The next 12 months will be a testing one for fintechs and established financial institutions as they co-ordinate two new regulations.
Two regulations in particular will keep the City’s legions of compliance officers busy in 2018: The Second Payment Services Directive (PSD2) and the General Data Protection Regulation (GDPR). Both have been a long time coming, are likely to be adopted around the same time and have the potential to clash terribly making an extra digital dilemma for firms.
Under PSD2 Third Party Providers can access customers’ digital footprint in terms of their payment account data. Crucially this will be direct access, as long as firms have explicit consent from the customer. GDPR meanwhile applies to all organisations processing the data created by citizens of the European Union, emphasising the responsibility of firms to protect customers’ personal data and privacy.
Put another way PSD2 will require institutions to open up their data archives and give access to personal information related to customer accounts to third parties but GDPR forbids sharing information with third parties.

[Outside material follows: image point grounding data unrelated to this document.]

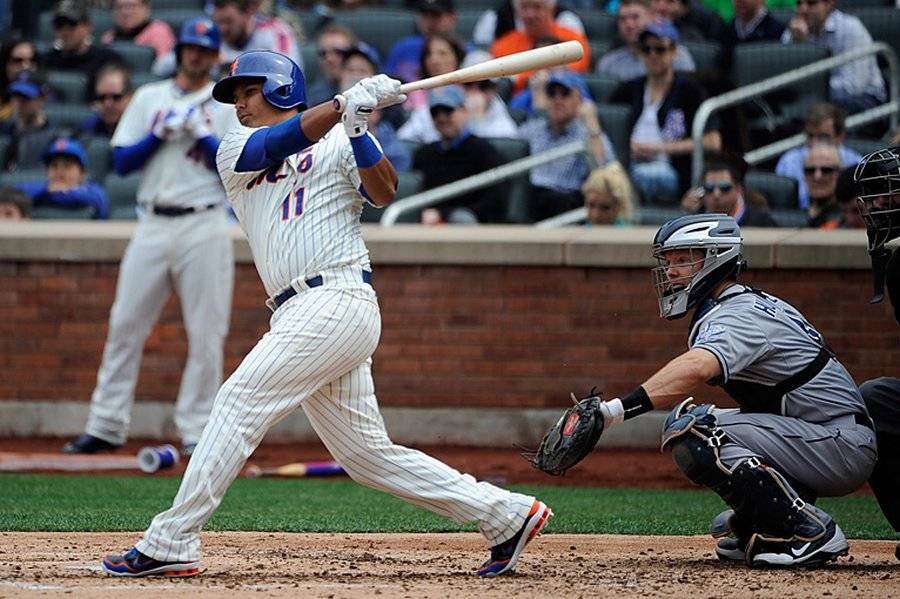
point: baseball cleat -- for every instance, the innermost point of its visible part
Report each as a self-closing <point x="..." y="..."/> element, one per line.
<point x="134" y="564"/>
<point x="832" y="545"/>
<point x="88" y="444"/>
<point x="505" y="555"/>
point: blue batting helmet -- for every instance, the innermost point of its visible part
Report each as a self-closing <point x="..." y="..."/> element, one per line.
<point x="201" y="31"/>
<point x="283" y="83"/>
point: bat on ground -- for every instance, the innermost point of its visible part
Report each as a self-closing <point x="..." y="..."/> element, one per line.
<point x="513" y="64"/>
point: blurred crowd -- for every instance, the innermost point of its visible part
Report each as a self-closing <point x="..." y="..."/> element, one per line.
<point x="69" y="69"/>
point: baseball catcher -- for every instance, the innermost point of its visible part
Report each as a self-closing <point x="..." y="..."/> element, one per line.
<point x="802" y="429"/>
<point x="878" y="179"/>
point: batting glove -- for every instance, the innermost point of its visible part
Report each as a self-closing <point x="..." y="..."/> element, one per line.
<point x="169" y="125"/>
<point x="196" y="122"/>
<point x="385" y="90"/>
<point x="360" y="104"/>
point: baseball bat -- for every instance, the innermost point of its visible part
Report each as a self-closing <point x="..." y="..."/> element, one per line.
<point x="296" y="470"/>
<point x="513" y="64"/>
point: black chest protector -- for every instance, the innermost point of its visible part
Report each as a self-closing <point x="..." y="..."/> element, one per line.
<point x="760" y="397"/>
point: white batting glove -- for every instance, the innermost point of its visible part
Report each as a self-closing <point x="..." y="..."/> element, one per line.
<point x="385" y="90"/>
<point x="360" y="105"/>
<point x="197" y="123"/>
<point x="169" y="124"/>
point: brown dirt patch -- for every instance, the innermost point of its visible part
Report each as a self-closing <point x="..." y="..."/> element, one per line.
<point x="437" y="565"/>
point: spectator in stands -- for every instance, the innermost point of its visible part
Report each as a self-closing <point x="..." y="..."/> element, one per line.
<point x="694" y="21"/>
<point x="29" y="130"/>
<point x="556" y="185"/>
<point x="456" y="155"/>
<point x="361" y="61"/>
<point x="824" y="124"/>
<point x="752" y="23"/>
<point x="112" y="93"/>
<point x="73" y="49"/>
<point x="486" y="112"/>
<point x="67" y="185"/>
<point x="333" y="41"/>
<point x="405" y="58"/>
<point x="496" y="22"/>
<point x="237" y="21"/>
<point x="16" y="55"/>
<point x="663" y="105"/>
<point x="723" y="192"/>
<point x="537" y="18"/>
<point x="821" y="169"/>
<point x="609" y="196"/>
<point x="855" y="86"/>
<point x="624" y="63"/>
<point x="14" y="204"/>
<point x="134" y="24"/>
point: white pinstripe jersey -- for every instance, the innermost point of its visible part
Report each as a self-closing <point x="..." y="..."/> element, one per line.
<point x="176" y="174"/>
<point x="301" y="217"/>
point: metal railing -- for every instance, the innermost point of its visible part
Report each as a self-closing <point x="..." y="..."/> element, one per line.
<point x="742" y="94"/>
<point x="489" y="177"/>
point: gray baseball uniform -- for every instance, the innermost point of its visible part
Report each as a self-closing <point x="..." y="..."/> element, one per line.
<point x="800" y="409"/>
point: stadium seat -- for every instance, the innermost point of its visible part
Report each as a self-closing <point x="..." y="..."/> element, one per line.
<point x="60" y="213"/>
<point x="138" y="58"/>
<point x="379" y="27"/>
<point x="616" y="122"/>
<point x="68" y="86"/>
<point x="781" y="192"/>
<point x="705" y="54"/>
<point x="122" y="193"/>
<point x="67" y="116"/>
<point x="601" y="87"/>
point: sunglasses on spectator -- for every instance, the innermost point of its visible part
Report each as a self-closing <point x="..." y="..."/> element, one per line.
<point x="723" y="187"/>
<point x="825" y="170"/>
<point x="558" y="91"/>
<point x="114" y="97"/>
<point x="653" y="49"/>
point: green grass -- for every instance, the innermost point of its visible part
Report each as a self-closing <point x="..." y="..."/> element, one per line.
<point x="108" y="503"/>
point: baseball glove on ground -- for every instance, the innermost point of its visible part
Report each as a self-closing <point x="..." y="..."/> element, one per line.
<point x="572" y="437"/>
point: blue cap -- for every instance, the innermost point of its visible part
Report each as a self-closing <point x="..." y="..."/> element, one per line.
<point x="661" y="28"/>
<point x="66" y="147"/>
<point x="569" y="80"/>
<point x="367" y="52"/>
<point x="451" y="96"/>
<point x="27" y="84"/>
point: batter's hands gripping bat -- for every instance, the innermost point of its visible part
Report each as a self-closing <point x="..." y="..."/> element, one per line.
<point x="513" y="64"/>
<point x="296" y="470"/>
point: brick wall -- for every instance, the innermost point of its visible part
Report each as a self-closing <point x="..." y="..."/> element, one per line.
<point x="505" y="336"/>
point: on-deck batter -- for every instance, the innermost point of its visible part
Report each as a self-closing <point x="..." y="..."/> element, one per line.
<point x="297" y="184"/>
<point x="170" y="132"/>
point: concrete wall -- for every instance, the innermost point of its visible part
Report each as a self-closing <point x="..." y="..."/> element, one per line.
<point x="507" y="318"/>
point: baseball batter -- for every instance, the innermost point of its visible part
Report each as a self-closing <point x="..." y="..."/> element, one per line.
<point x="802" y="430"/>
<point x="170" y="132"/>
<point x="297" y="183"/>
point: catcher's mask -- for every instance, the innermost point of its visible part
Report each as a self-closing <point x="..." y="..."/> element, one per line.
<point x="710" y="250"/>
<point x="877" y="179"/>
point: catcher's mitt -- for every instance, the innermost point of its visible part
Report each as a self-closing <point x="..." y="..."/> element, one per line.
<point x="572" y="437"/>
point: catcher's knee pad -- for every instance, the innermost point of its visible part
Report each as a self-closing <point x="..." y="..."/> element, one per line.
<point x="692" y="434"/>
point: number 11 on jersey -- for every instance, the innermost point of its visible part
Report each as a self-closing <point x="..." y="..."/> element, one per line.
<point x="298" y="199"/>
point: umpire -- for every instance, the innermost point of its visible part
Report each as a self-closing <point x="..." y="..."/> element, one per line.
<point x="877" y="177"/>
<point x="802" y="430"/>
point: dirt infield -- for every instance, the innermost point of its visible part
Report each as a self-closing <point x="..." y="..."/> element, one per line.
<point x="412" y="566"/>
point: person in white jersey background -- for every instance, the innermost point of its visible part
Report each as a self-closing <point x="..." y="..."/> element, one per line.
<point x="297" y="180"/>
<point x="170" y="132"/>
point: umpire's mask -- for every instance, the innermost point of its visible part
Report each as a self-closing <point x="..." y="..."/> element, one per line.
<point x="694" y="254"/>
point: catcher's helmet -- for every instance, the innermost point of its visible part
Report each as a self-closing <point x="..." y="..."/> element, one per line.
<point x="718" y="237"/>
<point x="877" y="178"/>
<point x="283" y="85"/>
<point x="201" y="31"/>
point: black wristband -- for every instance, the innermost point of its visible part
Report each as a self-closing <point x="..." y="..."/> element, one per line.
<point x="636" y="403"/>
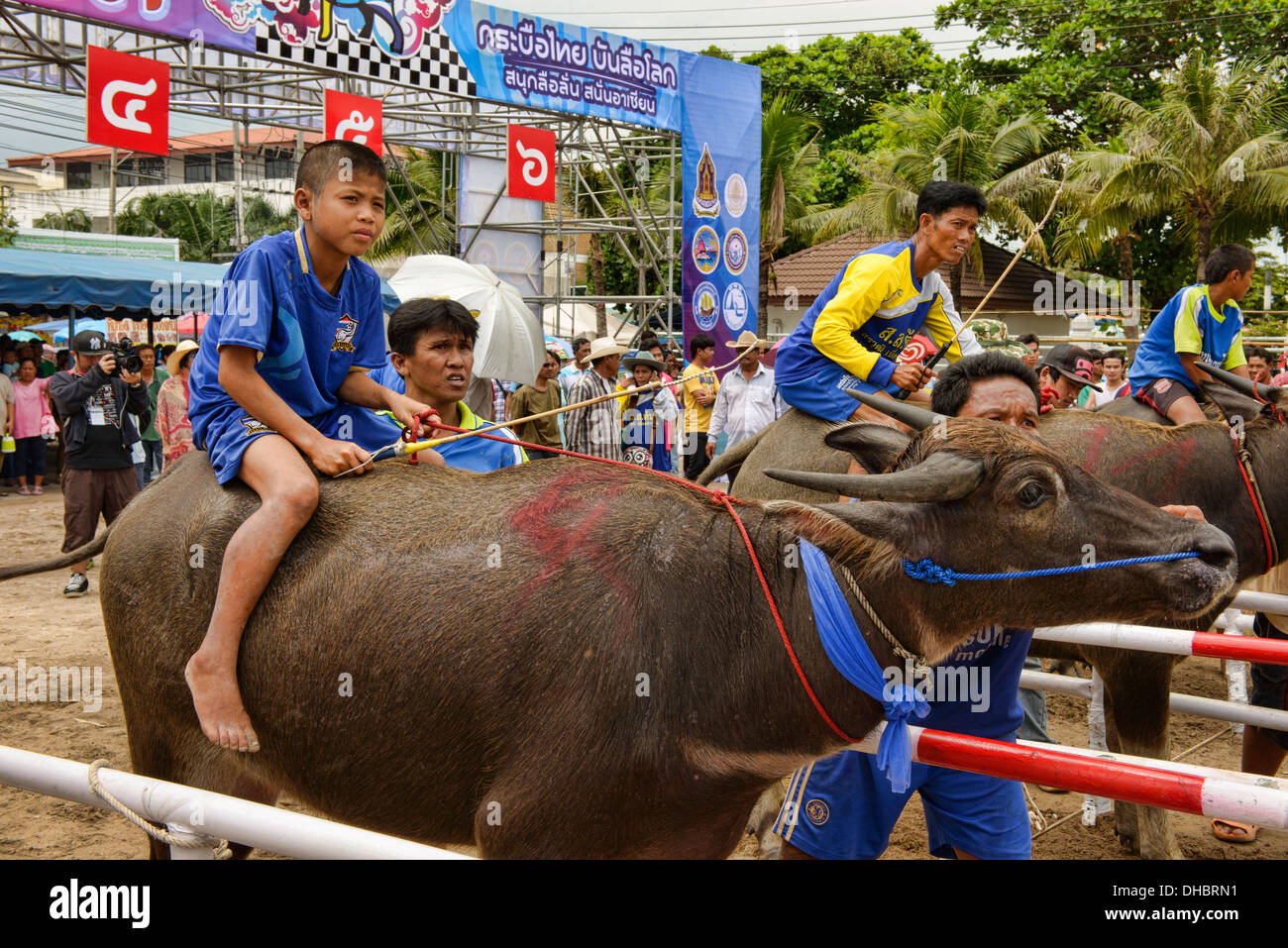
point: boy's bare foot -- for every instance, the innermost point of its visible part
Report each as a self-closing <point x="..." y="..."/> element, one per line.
<point x="219" y="710"/>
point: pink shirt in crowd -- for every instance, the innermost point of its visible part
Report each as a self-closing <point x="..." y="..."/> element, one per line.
<point x="29" y="404"/>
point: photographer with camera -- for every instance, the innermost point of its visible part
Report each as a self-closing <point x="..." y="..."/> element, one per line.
<point x="97" y="399"/>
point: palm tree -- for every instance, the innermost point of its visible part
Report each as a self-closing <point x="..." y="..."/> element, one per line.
<point x="1210" y="153"/>
<point x="949" y="137"/>
<point x="789" y="154"/>
<point x="417" y="218"/>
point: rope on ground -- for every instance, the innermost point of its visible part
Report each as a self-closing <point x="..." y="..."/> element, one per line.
<point x="156" y="832"/>
<point x="1203" y="742"/>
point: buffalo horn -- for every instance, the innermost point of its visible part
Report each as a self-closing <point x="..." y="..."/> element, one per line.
<point x="915" y="417"/>
<point x="1237" y="382"/>
<point x="943" y="475"/>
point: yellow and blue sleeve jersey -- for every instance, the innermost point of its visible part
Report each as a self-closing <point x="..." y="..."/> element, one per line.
<point x="867" y="316"/>
<point x="1189" y="324"/>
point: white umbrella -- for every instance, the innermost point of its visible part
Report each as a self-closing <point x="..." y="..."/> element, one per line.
<point x="510" y="343"/>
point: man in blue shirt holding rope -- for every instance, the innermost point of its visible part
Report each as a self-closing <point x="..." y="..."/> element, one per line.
<point x="844" y="806"/>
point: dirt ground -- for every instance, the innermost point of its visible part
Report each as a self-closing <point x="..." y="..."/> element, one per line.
<point x="43" y="627"/>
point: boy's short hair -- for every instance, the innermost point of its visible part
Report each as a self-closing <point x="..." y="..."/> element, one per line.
<point x="953" y="385"/>
<point x="321" y="161"/>
<point x="699" y="342"/>
<point x="1227" y="260"/>
<point x="416" y="317"/>
<point x="940" y="197"/>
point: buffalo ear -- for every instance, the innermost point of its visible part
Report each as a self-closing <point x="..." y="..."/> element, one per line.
<point x="874" y="446"/>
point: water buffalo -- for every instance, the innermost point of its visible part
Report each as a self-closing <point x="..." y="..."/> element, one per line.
<point x="496" y="660"/>
<point x="1126" y="447"/>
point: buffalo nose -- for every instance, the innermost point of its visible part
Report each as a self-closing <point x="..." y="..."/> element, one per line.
<point x="1215" y="548"/>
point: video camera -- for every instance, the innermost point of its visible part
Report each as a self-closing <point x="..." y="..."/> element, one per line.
<point x="125" y="356"/>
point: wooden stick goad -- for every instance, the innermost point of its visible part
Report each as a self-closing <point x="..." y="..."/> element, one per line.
<point x="403" y="449"/>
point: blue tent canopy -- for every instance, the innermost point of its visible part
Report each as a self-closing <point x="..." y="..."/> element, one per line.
<point x="42" y="281"/>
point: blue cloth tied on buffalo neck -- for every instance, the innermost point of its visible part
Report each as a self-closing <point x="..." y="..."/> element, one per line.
<point x="848" y="651"/>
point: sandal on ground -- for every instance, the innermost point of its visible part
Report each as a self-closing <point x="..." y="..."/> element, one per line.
<point x="1231" y="831"/>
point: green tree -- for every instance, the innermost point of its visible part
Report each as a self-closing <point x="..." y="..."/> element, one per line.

Confused? You are no doubt the only one but it is worth remembering that laws can quite often interact with each other, however, there is little guidance from the EU as to how the two regulations should co-exist. Not only this but the two regulations also come at the same time as the Open Banking launch likely prompts another wave of disruption to banking services.
Both GDPR and PSD2 are no doubt built on the same honourable principle: individuals own their data. When the idea becomes a reality, however, things get more complicated and could threaten the benefits of PSD2.
Deloitte’s regulatory team in the UK have issued warnings to this effect saying further guidance is needed. This is particularly so in determining what constitutes “sensitive payment data” and who is responsible for obtaining consent.
“This lack of clarity on what constitutes sensitive payment data creates challenges for interpretation and implementation and increases the risk of non-compliance. Without further guidance banks may need to take a very risk-averse approach and redact all data that could possibly fall into the sensitive data category in order to avoid breaching rules around data protection, both under PSD2 and GDPR,” Deloitte said in blog post earlier in 2017.
There is no reason GDPR and PSD2 cannot live in perfect harmony but the devil is in the detail and the potential ramifications are also enormous. Firms in breach of regulations are liable to huge fines. While PSD2 does not mention specific penalties, GDPR has a maximum €20m or 4 per cent of global turnover for companies.
For alternative finance platforms getting the correct balance is challenging owing to their smaller staffs and less established balance sheets. As PSD2 mandates unfettered access to reams of data using APIs, those with existing strict standards of how they manage such information will be at an advantage while those in growth mode will require urgent action.